Em relação à inflação, os últimos dados apontam para uma taxa como há 41 anos não se via — em janeiro ficou nos 4,3%, tendo já abrandado para 3,3% em fevereiro. Acima do objetivo de 2%, o Banco do Japão enfrenta vários desafios. O primeiro é o de decidir se irá começar a subir as taxas de juro, uma decisão que Kuroda deixou para o seu sucessor. A reunião de política monetária terá lugar no final deste mês. Até agora tem preferido manter a sua política acomodatícia ao contrário dos restantes banqueiros centrais um pouco por todo o mundo que se concentram em fazer descer a inflação subindo as taxas.
O Bank of America Global Research espera uma normalização gradual e não uma rutura abrupta com o passado, disse à CNBC o economista-chefe Izumi Devalier, apontando apenas para 2024 o abandono da política de taxas negativas. Masahiko Takeda explica o dilema.
A política do Banco do Japão, com a compra massiva de obrigações do tesouro, permitiu que a dívida pública nipónica mantivesse taxas de juro perto de zero na dívida a 10 anos, o que permitiu ao Estado financiar-se com baixos custos, ainda que tivesse aumentado o seu défice com a política de investimento público para tentar insuflar o crescimento económico. Agora, subir taxas implica agravar os gastos públicos, o que pode determinar a aplicação de uma política de austeridade.
Além disso, também as empresas nipónicas beneficiaram das taxas baixas, havendo muitas companhias salvas por esta artificialidade, segundo o mesmo professor, admitindo que o banco central poderá cair na tentação de continuar a prescrever o sedativo do dinheiro a baixo custo para que o doente não sinta a dor, mas pode atrasar a sua doença, acrescenta Masahiko Takeda que diz ser o momento de começar a reduzir a medicação até para testar a verdadeira resistência da economia japonesa.

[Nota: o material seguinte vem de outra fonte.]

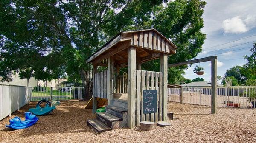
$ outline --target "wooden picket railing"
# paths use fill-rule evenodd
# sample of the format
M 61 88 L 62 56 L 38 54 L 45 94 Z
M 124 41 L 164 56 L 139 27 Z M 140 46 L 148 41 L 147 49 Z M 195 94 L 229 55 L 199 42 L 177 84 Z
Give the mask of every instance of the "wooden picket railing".
M 163 74 L 161 72 L 136 70 L 136 125 L 140 125 L 140 121 L 157 122 L 162 121 L 163 98 L 162 83 Z M 143 114 L 143 90 L 157 90 L 157 108 L 154 113 Z
M 119 93 L 127 93 L 127 78 L 125 78 L 123 77 L 121 77 L 118 79 L 119 84 L 117 86 L 119 86 L 119 90 L 118 92 Z
M 94 78 L 94 96 L 108 99 L 108 70 L 95 73 Z

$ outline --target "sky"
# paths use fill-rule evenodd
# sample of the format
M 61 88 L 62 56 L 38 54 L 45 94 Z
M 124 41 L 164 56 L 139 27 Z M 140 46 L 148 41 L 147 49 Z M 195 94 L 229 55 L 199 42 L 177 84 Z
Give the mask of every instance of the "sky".
M 207 4 L 204 8 L 204 27 L 202 31 L 207 34 L 207 39 L 202 52 L 195 59 L 216 55 L 217 75 L 223 77 L 227 70 L 244 64 L 247 61 L 244 57 L 251 54 L 249 50 L 256 41 L 256 0 L 204 1 Z M 204 68 L 203 75 L 194 73 L 196 65 Z M 185 78 L 199 77 L 211 81 L 210 61 L 192 66 L 185 70 Z

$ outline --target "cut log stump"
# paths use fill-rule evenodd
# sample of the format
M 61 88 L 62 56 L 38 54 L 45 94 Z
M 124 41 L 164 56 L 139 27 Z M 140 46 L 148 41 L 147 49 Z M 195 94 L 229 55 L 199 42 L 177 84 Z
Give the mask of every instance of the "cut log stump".
M 140 122 L 140 129 L 143 131 L 149 131 L 155 128 L 157 123 L 152 122 Z
M 167 117 L 168 117 L 168 119 L 169 119 L 169 120 L 173 120 L 173 113 L 167 113 Z
M 164 127 L 165 126 L 170 126 L 171 123 L 165 121 L 159 121 L 157 122 L 157 125 L 161 127 Z

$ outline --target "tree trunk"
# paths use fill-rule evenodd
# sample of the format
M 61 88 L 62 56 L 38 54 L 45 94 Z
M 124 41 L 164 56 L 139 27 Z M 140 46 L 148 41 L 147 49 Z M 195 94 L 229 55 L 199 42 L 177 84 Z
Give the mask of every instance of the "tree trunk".
M 92 70 L 82 70 L 80 72 L 83 87 L 84 90 L 83 100 L 90 100 L 92 95 Z
M 27 79 L 27 87 L 29 86 L 29 79 Z

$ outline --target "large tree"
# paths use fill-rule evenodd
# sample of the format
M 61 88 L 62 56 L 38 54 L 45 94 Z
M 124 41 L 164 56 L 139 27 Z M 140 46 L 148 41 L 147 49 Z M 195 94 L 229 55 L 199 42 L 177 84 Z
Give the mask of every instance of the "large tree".
M 88 99 L 92 73 L 85 60 L 119 32 L 137 29 L 154 27 L 178 46 L 169 63 L 196 57 L 205 39 L 200 30 L 205 2 L 177 0 L 164 7 L 163 2 L 167 0 L 1 1 L 3 80 L 11 80 L 13 71 L 45 81 L 66 71 L 80 76 Z M 155 67 L 159 70 L 157 61 L 143 65 Z M 182 78 L 186 67 L 169 69 L 169 82 Z
M 256 42 L 250 49 L 252 54 L 245 56 L 247 63 L 243 66 L 242 73 L 247 79 L 246 84 L 247 85 L 256 85 Z

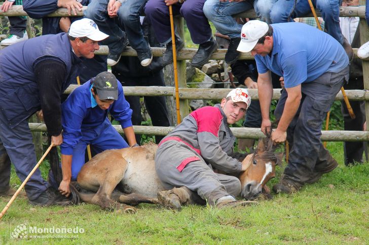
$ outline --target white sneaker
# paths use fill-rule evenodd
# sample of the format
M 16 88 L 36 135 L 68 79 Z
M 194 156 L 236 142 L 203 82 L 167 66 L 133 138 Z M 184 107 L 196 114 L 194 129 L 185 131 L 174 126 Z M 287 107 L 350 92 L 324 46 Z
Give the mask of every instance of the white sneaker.
M 360 59 L 369 57 L 369 41 L 365 42 L 357 50 L 357 56 Z
M 24 41 L 28 39 L 28 36 L 27 35 L 27 32 L 24 31 L 23 37 L 18 36 L 16 35 L 11 34 L 8 36 L 7 38 L 5 38 L 0 42 L 2 46 L 9 46 L 9 45 L 14 44 L 17 42 Z

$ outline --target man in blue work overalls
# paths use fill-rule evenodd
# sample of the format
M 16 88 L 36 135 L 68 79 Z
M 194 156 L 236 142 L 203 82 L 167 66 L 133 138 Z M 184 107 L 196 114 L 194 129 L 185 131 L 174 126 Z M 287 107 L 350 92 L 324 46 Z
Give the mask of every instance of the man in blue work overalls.
M 120 122 L 128 144 L 112 125 L 107 117 L 108 112 Z M 63 179 L 59 187 L 61 194 L 69 195 L 69 183 L 77 180 L 85 163 L 88 144 L 92 145 L 96 153 L 138 145 L 131 115 L 122 85 L 109 72 L 98 74 L 70 94 L 62 105 Z

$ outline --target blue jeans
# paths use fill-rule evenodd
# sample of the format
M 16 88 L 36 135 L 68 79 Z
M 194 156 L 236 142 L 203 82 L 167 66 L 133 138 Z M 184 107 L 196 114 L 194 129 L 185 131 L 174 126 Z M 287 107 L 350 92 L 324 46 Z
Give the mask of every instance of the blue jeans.
M 147 2 L 147 0 L 126 0 L 118 13 L 119 23 L 124 27 L 130 45 L 140 53 L 147 52 L 149 48 L 149 43 L 143 39 L 140 22 L 140 15 L 143 15 L 143 8 Z
M 84 14 L 86 18 L 96 22 L 100 31 L 109 35 L 101 43 L 107 45 L 110 54 L 118 55 L 123 51 L 126 34 L 118 25 L 117 18 L 110 18 L 108 16 L 108 0 L 93 0 Z
M 231 38 L 240 37 L 242 25 L 238 24 L 232 16 L 252 8 L 253 1 L 220 2 L 219 0 L 207 0 L 203 11 L 206 18 L 211 21 L 216 30 Z M 259 16 L 267 22 L 269 20 L 269 12 L 275 0 L 255 0 L 253 7 Z M 260 4 L 259 2 L 262 3 Z
M 343 36 L 340 27 L 340 6 L 341 0 L 312 0 L 314 6 L 322 14 L 324 26 L 328 33 L 340 43 L 343 43 Z M 293 0 L 278 0 L 272 8 L 270 18 L 273 23 L 293 21 L 293 19 L 300 17 L 311 12 L 307 0 L 297 0 L 293 9 Z M 289 20 L 288 20 L 289 18 Z

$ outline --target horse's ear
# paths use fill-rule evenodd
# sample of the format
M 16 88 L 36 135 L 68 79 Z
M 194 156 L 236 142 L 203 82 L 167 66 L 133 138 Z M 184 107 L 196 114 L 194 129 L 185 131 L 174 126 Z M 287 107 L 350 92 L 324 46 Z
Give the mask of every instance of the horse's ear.
M 265 151 L 265 142 L 264 138 L 259 138 L 257 141 L 257 148 L 256 151 L 257 154 L 260 154 Z

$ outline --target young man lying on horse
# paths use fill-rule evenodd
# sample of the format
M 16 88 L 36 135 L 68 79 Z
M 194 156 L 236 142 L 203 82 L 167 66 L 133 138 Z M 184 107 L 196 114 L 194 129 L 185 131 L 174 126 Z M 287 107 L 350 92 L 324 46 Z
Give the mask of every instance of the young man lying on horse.
M 160 141 L 158 176 L 167 189 L 179 188 L 160 192 L 159 203 L 176 209 L 205 202 L 216 207 L 245 204 L 235 199 L 241 191 L 239 179 L 213 169 L 233 175 L 246 170 L 245 164 L 229 156 L 236 137 L 228 125 L 243 118 L 250 104 L 246 89 L 234 89 L 220 104 L 191 113 Z

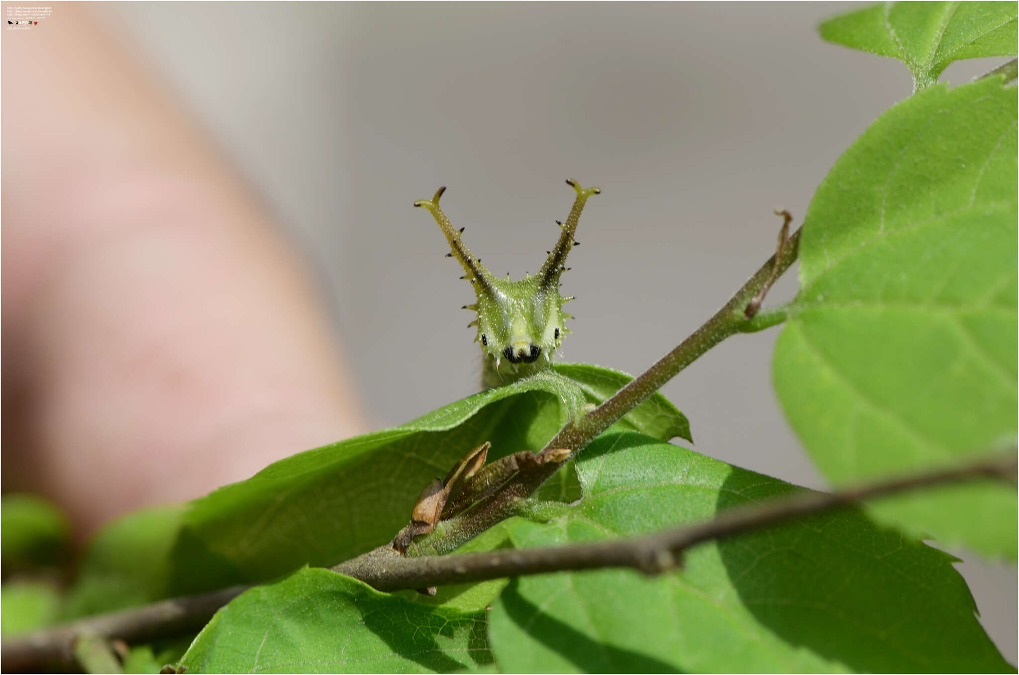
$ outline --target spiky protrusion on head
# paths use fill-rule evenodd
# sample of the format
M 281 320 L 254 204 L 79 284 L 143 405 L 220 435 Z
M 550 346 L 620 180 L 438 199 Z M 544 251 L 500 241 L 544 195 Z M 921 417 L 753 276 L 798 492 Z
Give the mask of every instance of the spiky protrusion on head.
M 572 317 L 562 312 L 562 303 L 573 297 L 559 295 L 559 277 L 566 267 L 567 255 L 577 245 L 574 235 L 581 211 L 587 199 L 601 192 L 597 187 L 583 188 L 575 180 L 567 180 L 577 191 L 573 209 L 566 224 L 559 223 L 561 233 L 555 247 L 547 251 L 548 258 L 537 275 L 527 275 L 519 281 L 493 277 L 461 240 L 460 230 L 453 229 L 439 208 L 439 198 L 445 190 L 440 187 L 431 201 L 415 202 L 414 206 L 428 209 L 449 242 L 455 258 L 467 271 L 465 279 L 474 285 L 478 296 L 476 304 L 465 308 L 478 313 L 477 341 L 484 353 L 485 386 L 495 387 L 513 382 L 546 368 L 552 354 L 570 331 L 565 322 Z M 558 222 L 558 221 L 556 221 Z

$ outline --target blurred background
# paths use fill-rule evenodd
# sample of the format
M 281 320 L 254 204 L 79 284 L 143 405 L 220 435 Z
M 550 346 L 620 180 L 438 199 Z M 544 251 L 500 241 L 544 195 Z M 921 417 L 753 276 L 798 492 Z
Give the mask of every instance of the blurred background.
M 472 288 L 415 200 L 448 186 L 443 207 L 465 242 L 516 278 L 557 236 L 573 201 L 564 179 L 600 186 L 564 276 L 578 299 L 560 359 L 639 373 L 771 255 L 772 210 L 798 225 L 840 154 L 911 93 L 903 64 L 817 37 L 819 20 L 854 6 L 90 9 L 184 101 L 297 242 L 380 429 L 479 386 L 460 308 Z M 957 63 L 943 80 L 995 65 Z M 790 273 L 766 304 L 794 291 Z M 777 334 L 728 340 L 663 393 L 698 451 L 824 488 L 771 390 Z M 1015 569 L 964 558 L 981 620 L 1015 663 Z

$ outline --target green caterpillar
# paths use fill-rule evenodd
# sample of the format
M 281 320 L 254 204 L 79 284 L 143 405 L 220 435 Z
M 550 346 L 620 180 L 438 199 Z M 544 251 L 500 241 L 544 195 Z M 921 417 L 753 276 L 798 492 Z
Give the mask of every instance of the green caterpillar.
M 559 277 L 570 269 L 565 263 L 570 249 L 577 245 L 574 235 L 580 213 L 587 199 L 601 190 L 583 188 L 576 180 L 567 180 L 567 183 L 577 190 L 577 199 L 567 222 L 556 221 L 561 233 L 555 248 L 548 251 L 548 259 L 536 275 L 529 274 L 519 281 L 511 280 L 508 275 L 505 279 L 496 279 L 464 245 L 461 239 L 464 228 L 453 229 L 439 208 L 439 198 L 445 187 L 440 187 L 430 201 L 414 203 L 434 216 L 452 249 L 446 256 L 455 258 L 464 266 L 467 274 L 462 278 L 471 282 L 478 296 L 476 304 L 467 304 L 465 308 L 478 313 L 478 318 L 469 326 L 478 327 L 476 341 L 481 343 L 484 387 L 516 382 L 548 368 L 562 336 L 570 332 L 565 323 L 573 317 L 562 312 L 562 303 L 573 297 L 559 295 Z

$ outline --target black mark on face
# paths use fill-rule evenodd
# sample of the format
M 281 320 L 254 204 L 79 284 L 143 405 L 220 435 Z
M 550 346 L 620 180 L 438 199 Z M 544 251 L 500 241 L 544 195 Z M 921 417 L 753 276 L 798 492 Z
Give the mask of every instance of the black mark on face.
M 541 347 L 536 344 L 531 345 L 529 352 L 525 352 L 523 349 L 520 353 L 514 351 L 513 347 L 506 347 L 502 350 L 502 355 L 506 357 L 511 363 L 533 363 L 538 360 L 538 356 L 541 355 Z

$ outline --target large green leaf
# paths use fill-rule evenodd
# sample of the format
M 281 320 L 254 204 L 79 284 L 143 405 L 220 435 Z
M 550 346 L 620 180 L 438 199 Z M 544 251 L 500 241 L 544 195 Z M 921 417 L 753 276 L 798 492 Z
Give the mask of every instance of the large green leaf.
M 917 91 L 953 61 L 1016 54 L 1015 2 L 889 2 L 821 23 L 821 37 L 899 59 Z
M 187 673 L 448 673 L 491 660 L 483 611 L 416 605 L 306 568 L 235 598 L 179 665 Z
M 44 628 L 60 616 L 60 593 L 56 583 L 44 580 L 7 581 L 0 586 L 0 634 Z
M 1016 434 L 1016 90 L 988 78 L 895 106 L 817 189 L 775 347 L 794 429 L 834 484 L 949 465 Z M 1014 485 L 874 510 L 1016 556 Z
M 65 562 L 70 523 L 56 506 L 36 495 L 10 494 L 3 496 L 0 514 L 5 575 Z
M 579 382 L 545 372 L 293 455 L 190 504 L 128 515 L 90 547 L 68 617 L 330 566 L 383 544 L 421 489 L 470 448 L 491 440 L 491 458 L 539 449 L 594 392 L 629 381 L 597 367 L 567 373 Z M 690 436 L 660 395 L 625 424 L 662 440 Z
M 634 536 L 802 489 L 634 433 L 577 464 L 584 499 L 519 548 Z M 683 571 L 522 577 L 489 615 L 504 672 L 1009 671 L 955 559 L 859 511 L 688 552 Z

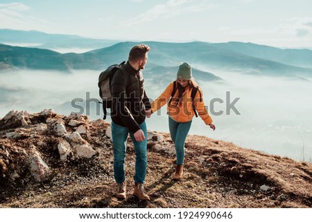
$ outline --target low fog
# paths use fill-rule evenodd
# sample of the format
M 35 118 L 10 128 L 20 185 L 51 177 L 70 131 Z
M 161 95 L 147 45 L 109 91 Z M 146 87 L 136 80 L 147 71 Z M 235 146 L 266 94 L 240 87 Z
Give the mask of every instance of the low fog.
M 194 118 L 190 134 L 232 142 L 244 148 L 297 160 L 312 161 L 312 78 L 252 76 L 196 68 L 213 73 L 224 81 L 198 82 L 216 130 L 211 130 L 200 117 Z M 13 109 L 37 113 L 52 108 L 64 115 L 83 111 L 91 120 L 101 118 L 101 106 L 97 103 L 100 72 L 1 71 L 0 117 Z M 173 73 L 172 80 L 175 77 Z M 155 99 L 164 89 L 157 86 L 159 82 L 150 82 L 148 75 L 145 77 L 148 95 Z M 239 100 L 236 99 L 234 107 L 241 115 L 234 110 L 227 114 L 227 100 L 231 103 L 236 98 Z M 220 100 L 224 102 L 220 103 Z M 76 101 L 74 107 L 73 101 Z M 216 102 L 211 104 L 211 101 Z M 89 109 L 86 109 L 86 104 Z M 216 115 L 220 111 L 223 113 Z M 110 121 L 109 117 L 107 121 Z M 166 107 L 148 119 L 147 124 L 150 130 L 168 132 Z

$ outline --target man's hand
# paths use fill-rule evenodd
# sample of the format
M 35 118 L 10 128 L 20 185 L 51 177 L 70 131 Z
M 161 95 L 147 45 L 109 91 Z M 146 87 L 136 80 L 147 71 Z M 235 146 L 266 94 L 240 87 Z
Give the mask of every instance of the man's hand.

A jogada vai ter de ser feita pelo novo governador. Kazuo Ueda estudou matemática na Universidade de Tóquio, antes de fazer o mestrado no MIT (EUA) em 1980. Ensinou na Universidade de British Columbia no Canadá, antes de regressar ao Japão e à “sua” Universidade, onde chegou a ser reitor na faculdade de economia. Foi membro do conselho de política monetária do Banco do Japão entre 1998 e 2005. Antes de ser anunciado como novo governador, Ueda lecionava e era o reitor do departamento de gestão da Kyoritsu Women na Universidade de Tóquio e era administrador independente na JGC Holdings Corp, uma empresa de engenharia, no banco público de desenvolvimento. Era também conselheiro-chefe do Instituto para os Estudos Económicos e Monetários, um think tank do Banco do Japão.
Ao contrário de Kuroda, o novo governador não é visto como tendo grandes ligações à política que passou a designar-se Abenomics, concretizada pelo ex-primeiro-ministro Shinzo Abe (assassinado num comício no ano passado), que passou, precisamente pelos estímulos económicos e orçamentais. “Ueda é um economista-académico”, descreve à Reuters James Malcom, diretor de estratégia cambial, no UBS, acrescentando: “nunca foi terrivelmente otimista em relação ao Abenomics”.
Abenomics. O programa das três flechas de Shinzo Abe que nunca atingiu em cheio a economia do Japão
Com mais ou menos críticas ao mandato de 10 anos de Kuroda, o governador que agora sai de funções mereceu um aplauso na última reunião do G20. “Kuroda é um mestre no seu ofício. Dirigiu a política monetária do Japão em tempos difíceis. Estes são grandes sapatos para qualquer sucessor”, declarou Thomas Jordan, do banco nacional suíço.